Water stress should be avoided throughout the carrot growing cycle. The critical period for irrigation is between fruit set and harvest. Sprinkler irrigation may be considered as a more effective irrigation tool when compared with furrow irrigation. More frequent and light irrigation events are possible by sprinkler irrigation. Over-irrigation of carrot fields increases the incidence of hairy roots, and severe drying and wetting cycles result in significant splitting of roots. Sprinklers reduce salinity issues, which is important since carrots are very sensitive to salt accumulation.

The irrigation water that needs to be applied in an individual field depends on crop water requirements and the efficiency of the irrigation system. Assuming an average irrigation efficiency of 70 percent, the approximate gross irrigation water needs of carrot fields in the low desert would be 1.5 – 2.1 ac-feet/ac (pre-irrigation is not included). Pre-irrigation along with proper irrigation scheduling over the season may effectively maintain crop water needs and salinity in carrots.

Figure 6. Carrot tops and plant residues remain in a fresh market carrot field in the Imperial Valley of California after harvest.
Figure 6. Carrot tops and plant residues remain in a fresh market carrot field in the Imperial Valley of California after harvest.

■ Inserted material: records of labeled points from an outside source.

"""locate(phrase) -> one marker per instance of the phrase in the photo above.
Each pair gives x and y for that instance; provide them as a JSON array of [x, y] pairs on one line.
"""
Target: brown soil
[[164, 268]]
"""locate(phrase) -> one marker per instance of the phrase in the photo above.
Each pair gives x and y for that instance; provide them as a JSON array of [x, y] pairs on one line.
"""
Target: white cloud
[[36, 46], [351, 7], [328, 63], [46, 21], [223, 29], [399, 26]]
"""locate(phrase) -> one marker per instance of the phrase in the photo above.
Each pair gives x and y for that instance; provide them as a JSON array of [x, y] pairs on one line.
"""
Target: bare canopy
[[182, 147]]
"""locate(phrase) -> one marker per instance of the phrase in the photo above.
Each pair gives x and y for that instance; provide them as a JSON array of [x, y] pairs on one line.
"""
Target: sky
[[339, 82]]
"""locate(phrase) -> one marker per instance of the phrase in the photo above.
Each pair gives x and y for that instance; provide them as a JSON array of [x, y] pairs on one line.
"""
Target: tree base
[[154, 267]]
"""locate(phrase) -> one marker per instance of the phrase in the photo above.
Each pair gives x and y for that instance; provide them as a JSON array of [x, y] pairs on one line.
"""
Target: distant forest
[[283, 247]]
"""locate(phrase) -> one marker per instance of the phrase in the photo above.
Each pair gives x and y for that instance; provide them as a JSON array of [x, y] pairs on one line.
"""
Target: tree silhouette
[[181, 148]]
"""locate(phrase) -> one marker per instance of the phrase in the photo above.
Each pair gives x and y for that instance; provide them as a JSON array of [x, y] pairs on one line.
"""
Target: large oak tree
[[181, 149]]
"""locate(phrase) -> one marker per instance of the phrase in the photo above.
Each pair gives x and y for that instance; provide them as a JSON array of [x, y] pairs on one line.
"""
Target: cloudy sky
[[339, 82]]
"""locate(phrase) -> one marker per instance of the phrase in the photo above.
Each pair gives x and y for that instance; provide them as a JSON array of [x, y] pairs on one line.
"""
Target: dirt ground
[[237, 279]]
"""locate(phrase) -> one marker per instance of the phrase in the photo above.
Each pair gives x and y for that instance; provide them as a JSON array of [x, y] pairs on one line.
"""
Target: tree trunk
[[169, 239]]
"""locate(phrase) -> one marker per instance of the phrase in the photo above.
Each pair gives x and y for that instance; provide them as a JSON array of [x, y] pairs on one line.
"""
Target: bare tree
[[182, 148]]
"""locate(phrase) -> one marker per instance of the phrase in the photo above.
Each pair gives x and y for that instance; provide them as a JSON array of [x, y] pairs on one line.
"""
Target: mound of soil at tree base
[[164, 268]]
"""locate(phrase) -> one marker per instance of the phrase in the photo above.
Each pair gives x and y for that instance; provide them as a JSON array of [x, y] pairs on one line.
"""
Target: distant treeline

The preliminary results of this study demonstrate a notable amount of N uptake both in the roots and tops at harvest time. For instance, a total N content of 286 lbs./acre in plants grown for a period of 164 days (149- and 137- lbs./acre in roots and tops, respectively) was observed in a fresh market carrot field (Fig. 5). The total N content was 297 lbs./acre in processing carrots (123 lbs./acre in roots and 174 lbs./acre in tops). Total N uptake in the roots and tops was similar, with rapid increase beginning 55 days and 45 days after seeding, respectively. The rate of increase in total N content in the roots did not decline near harvest in any of the experimental sites, while it declined in the tops for fresh market carrots beginning 125 days after seeding.

Nearly 50 percent of seasonal N accumulated in the tops and the roots occurred at 85-90 days after planting when the canopy is fully developed. An effective nitrogen fertilizer application could be splitting N application into 10-12 percent at planting, 30-35 percent as side dressing (in case of furrow irrigation) and the remainder through irrigation events. Assuming a 150–170-day period as a carrot crop season, it is recommended to apply the total nitrogen fertilizers by 15-20 days before harvest.

The results of this study illustrate that 45-55 percent of total N accumulated in the carrot plants is left in the fields as residual soil N right after harvest which could contribute as a source of nitrogen for the following season (Fig. 6). Further work is needed to quantify what fraction of N provided by the plant residues potentially contributes to the following season, particularly since there is a risk of leaching a portion of residual N due to heavy pre-irrigation in the late summer during land preparation.